An Audi initiative is aiming to define the key terms for mobility in the city of the future – this should help cities plan and prepare for the oncoming surge of smart vehicles in the near, and distant, future.
Audi has founded a working group that, together with city governments, businesses and scientific institutions, is helping to define the future of mobility in and around “smart cities”. More than 200 terms that cover the topic of “intelligent individual urban mobility” – this pretty much means that they have addressed 200 functions of autonomous driving that will affect city planning.
This type of research is needed to allow urban planners to take account of plans being developed by companies like Audi that relate to mobility. If they were planning a city without this type of guidebook, they may miss out key features of future vehicles and lose out on their potential. Another reason Audi has defined these terms is because a lot of the technology behind smart vehicles depends on areas in cities for them to be used.

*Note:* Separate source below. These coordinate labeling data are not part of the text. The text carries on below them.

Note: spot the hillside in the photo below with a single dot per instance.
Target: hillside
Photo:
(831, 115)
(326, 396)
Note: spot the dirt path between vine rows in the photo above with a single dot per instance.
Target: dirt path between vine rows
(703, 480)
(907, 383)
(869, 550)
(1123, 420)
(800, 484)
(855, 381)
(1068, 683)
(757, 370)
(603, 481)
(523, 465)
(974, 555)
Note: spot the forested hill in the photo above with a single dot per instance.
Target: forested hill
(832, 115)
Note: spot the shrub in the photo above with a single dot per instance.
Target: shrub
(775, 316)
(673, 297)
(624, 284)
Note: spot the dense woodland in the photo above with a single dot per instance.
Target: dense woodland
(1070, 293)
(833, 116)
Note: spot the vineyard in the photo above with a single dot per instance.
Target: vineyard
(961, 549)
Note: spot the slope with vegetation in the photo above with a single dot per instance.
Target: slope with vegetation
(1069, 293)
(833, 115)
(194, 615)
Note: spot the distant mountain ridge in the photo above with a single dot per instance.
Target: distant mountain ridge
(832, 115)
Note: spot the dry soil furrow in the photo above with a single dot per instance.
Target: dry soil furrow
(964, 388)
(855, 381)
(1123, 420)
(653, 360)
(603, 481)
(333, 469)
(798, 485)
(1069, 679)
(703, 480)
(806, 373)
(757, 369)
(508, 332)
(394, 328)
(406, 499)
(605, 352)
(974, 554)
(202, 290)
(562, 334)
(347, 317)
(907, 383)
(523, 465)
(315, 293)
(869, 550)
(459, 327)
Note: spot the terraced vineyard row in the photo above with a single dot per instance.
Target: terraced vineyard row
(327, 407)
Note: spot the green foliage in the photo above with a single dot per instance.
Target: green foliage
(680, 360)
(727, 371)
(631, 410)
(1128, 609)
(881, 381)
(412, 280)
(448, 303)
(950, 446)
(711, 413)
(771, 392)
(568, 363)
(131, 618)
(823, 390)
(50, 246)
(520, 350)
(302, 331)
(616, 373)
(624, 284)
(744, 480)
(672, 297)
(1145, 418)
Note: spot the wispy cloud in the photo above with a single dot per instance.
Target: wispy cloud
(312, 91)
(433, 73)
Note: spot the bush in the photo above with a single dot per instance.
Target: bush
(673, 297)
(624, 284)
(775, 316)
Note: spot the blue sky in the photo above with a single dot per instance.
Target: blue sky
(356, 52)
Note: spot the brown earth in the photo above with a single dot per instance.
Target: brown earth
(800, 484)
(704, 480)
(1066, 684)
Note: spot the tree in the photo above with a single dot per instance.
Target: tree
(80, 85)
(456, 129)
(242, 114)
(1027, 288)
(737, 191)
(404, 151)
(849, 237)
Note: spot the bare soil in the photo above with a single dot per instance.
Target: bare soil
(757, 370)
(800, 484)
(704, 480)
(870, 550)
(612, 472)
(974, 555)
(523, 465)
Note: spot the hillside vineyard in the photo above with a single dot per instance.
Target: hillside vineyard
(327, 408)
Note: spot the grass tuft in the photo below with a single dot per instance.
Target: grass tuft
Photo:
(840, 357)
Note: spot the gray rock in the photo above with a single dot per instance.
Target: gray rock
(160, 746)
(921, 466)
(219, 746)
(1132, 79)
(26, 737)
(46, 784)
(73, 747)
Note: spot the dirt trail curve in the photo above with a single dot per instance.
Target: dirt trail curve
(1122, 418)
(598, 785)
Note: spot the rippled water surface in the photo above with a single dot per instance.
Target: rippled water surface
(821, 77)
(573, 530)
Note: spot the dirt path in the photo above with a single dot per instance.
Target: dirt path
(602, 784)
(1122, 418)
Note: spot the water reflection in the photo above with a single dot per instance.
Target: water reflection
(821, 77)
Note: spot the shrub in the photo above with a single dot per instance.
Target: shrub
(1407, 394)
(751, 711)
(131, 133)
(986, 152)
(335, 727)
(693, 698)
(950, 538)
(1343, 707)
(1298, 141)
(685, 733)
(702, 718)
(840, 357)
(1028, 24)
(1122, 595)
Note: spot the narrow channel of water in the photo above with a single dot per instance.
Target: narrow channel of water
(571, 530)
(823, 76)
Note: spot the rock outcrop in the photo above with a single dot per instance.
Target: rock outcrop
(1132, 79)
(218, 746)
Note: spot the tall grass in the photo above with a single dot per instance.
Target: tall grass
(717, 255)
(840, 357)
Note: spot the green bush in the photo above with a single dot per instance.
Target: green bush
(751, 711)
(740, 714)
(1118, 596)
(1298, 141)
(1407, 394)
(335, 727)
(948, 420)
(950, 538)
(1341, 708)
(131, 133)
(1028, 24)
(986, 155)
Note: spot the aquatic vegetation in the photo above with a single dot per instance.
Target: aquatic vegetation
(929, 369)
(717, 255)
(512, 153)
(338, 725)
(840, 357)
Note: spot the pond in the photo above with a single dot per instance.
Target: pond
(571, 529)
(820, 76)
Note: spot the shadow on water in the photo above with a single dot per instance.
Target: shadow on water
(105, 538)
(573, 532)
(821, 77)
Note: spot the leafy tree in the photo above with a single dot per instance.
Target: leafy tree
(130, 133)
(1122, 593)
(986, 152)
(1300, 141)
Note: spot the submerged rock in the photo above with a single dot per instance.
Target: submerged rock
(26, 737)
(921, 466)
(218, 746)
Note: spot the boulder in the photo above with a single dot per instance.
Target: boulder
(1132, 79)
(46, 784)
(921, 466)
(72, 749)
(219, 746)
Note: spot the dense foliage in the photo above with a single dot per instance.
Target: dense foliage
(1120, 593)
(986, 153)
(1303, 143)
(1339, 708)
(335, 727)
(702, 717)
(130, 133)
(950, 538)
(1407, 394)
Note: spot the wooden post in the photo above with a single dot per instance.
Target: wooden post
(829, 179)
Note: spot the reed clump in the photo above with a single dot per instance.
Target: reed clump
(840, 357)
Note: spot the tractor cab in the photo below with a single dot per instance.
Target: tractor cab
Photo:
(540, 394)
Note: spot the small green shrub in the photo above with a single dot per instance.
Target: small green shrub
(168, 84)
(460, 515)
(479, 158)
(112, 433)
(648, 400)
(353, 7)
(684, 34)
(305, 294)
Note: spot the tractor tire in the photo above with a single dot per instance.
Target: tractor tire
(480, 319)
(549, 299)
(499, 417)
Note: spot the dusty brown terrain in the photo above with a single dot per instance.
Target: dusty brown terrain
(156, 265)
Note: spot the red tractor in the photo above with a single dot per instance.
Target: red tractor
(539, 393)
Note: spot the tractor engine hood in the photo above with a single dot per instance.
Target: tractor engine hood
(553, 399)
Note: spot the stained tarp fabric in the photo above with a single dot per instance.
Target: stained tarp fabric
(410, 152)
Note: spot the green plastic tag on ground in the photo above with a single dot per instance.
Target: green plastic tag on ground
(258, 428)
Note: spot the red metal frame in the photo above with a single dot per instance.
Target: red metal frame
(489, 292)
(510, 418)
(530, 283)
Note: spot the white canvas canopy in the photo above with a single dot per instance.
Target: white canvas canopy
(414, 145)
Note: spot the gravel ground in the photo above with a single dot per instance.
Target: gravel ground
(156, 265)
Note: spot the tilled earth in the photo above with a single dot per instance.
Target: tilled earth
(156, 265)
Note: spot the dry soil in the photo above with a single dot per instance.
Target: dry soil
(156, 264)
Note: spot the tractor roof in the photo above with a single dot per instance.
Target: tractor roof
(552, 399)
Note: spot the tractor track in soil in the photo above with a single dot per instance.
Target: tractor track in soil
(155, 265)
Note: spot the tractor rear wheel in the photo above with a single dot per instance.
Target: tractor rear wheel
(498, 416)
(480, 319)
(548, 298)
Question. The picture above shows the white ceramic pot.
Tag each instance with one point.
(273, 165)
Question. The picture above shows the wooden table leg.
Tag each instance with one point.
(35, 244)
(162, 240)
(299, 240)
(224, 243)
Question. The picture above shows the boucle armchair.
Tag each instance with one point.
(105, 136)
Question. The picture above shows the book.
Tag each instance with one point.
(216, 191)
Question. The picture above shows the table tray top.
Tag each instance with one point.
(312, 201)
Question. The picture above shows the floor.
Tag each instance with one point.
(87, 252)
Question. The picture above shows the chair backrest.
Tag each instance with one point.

What is “driverless driving”? What is meant by “intelligent infrastructure”? What exactly does “piloted parking” look like? Seamless and sustainable mobility in cities is the aim of all urban planners. This is why Audi wants to clarify what we mean by “car sharing”, “ride hailing” or “fleet services”. There will be “drop-off areas” where drivers can leave their cars – potentially closer to the city centre – before they park themselves without a driver further away from the city.
In cities, “Hubs” will be the places to change from one mode of transportation to another. A city is defined as “smart” when it is “skilled in handling problems and finding solutions”. And a car is characterised as “intelligent” when it is “a system that is automated to a very large degree and that has comprehensive input variables and a complex control logic”.
“Demand responsive transportation” (or DRT) is the term used for a public service that can scale to demand, such as taxis and buses that can increase their quantity based on the time of day for example.
“Informal transportation” is a type of transportation that is not part of an official (formal) transportation system – think Uber taxis.
“Human Machine Interface” (or HMI) is the interface the people use in order to enter and receive information that needs to undergo machine processing.
“Hub” is a transfer point between traffic connections for one or more means of transportation. One example would be if you exit a train and get in to a car to travel the last mile.
“Last mile” a section of a route that connects users [to their destination].